Philippe Poutou tenait son premier meeting de campagne ce jeudi à Saint-Ouen en Seine-Saint-Denis. Le candidat du Nouveau parti anticapitaliste (NPA) souhaite, entre autre, réduire le temps de travail et interdire les licenciements. Des propositions qui séduisent ses partisans.

Premier meeting de campagne pour Philippe Poutou qui a finalement réussi à obtenir ses 500 parrainages pour l'élection présidentielle. 250 personnes avaient répondu présents à Saint-Ouen en Seine-Saint-Denis.

Et pour lutter contre le chômage, le candidat anticapitaliste a sa philosophie: "Il n'y a aucune raison qu'il y ait 6 millions de gens dans le chômage ou la précarité et qu'à côté de ça il y ait des gens en burn-out. Il faut répartir tout ça entre toutes et tous". Répartir le travail en réduisant les semaines à 32 heures sans perte de salaire. Embaucher en conséquence et interdire les licenciements. Des mesures qu'il affirme pouvoir financer: "Pendant des décennies, les gens se sont battus pour réduire le temps de travail et pour permettre que les conditions de vie s'améliorent et on sait qu'il y a les moyens qui existent pour cela".

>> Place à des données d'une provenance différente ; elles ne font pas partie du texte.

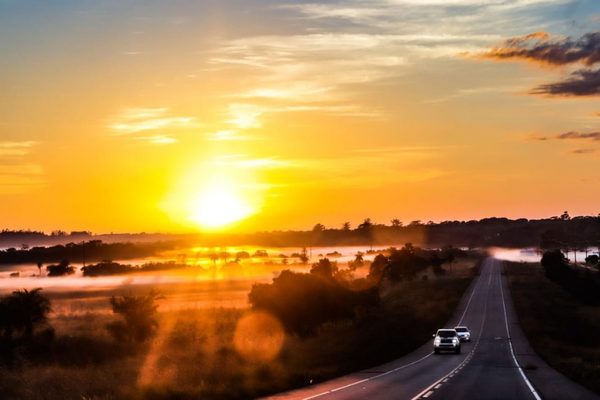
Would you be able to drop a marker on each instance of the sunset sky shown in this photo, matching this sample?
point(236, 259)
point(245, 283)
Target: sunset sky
point(177, 116)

"On aurait un peu de temps pour soi"

Ces propositions sont accueillies par des minutes d'applaudissements, car les sympathisants, à l'image de Daniela, ont une petite idée pour trouver l’argent nécessaire: "Quand on voit les chiffres des milliardaires en France, on voit que de l'argent il y en a, il est juste très mal réparti".

Et comme Guillaume, les personnes présentes n'émettent aucun doute sur les bienfaits de telles mesures: "On aurait un peu de temps pour soi, pour la vie de famille, pour la vie culturelle".

D'autant que Philippe Poutou promet également une hausse du pouvoir d'achat en augmentant tous les salaires de 300 euros par mois.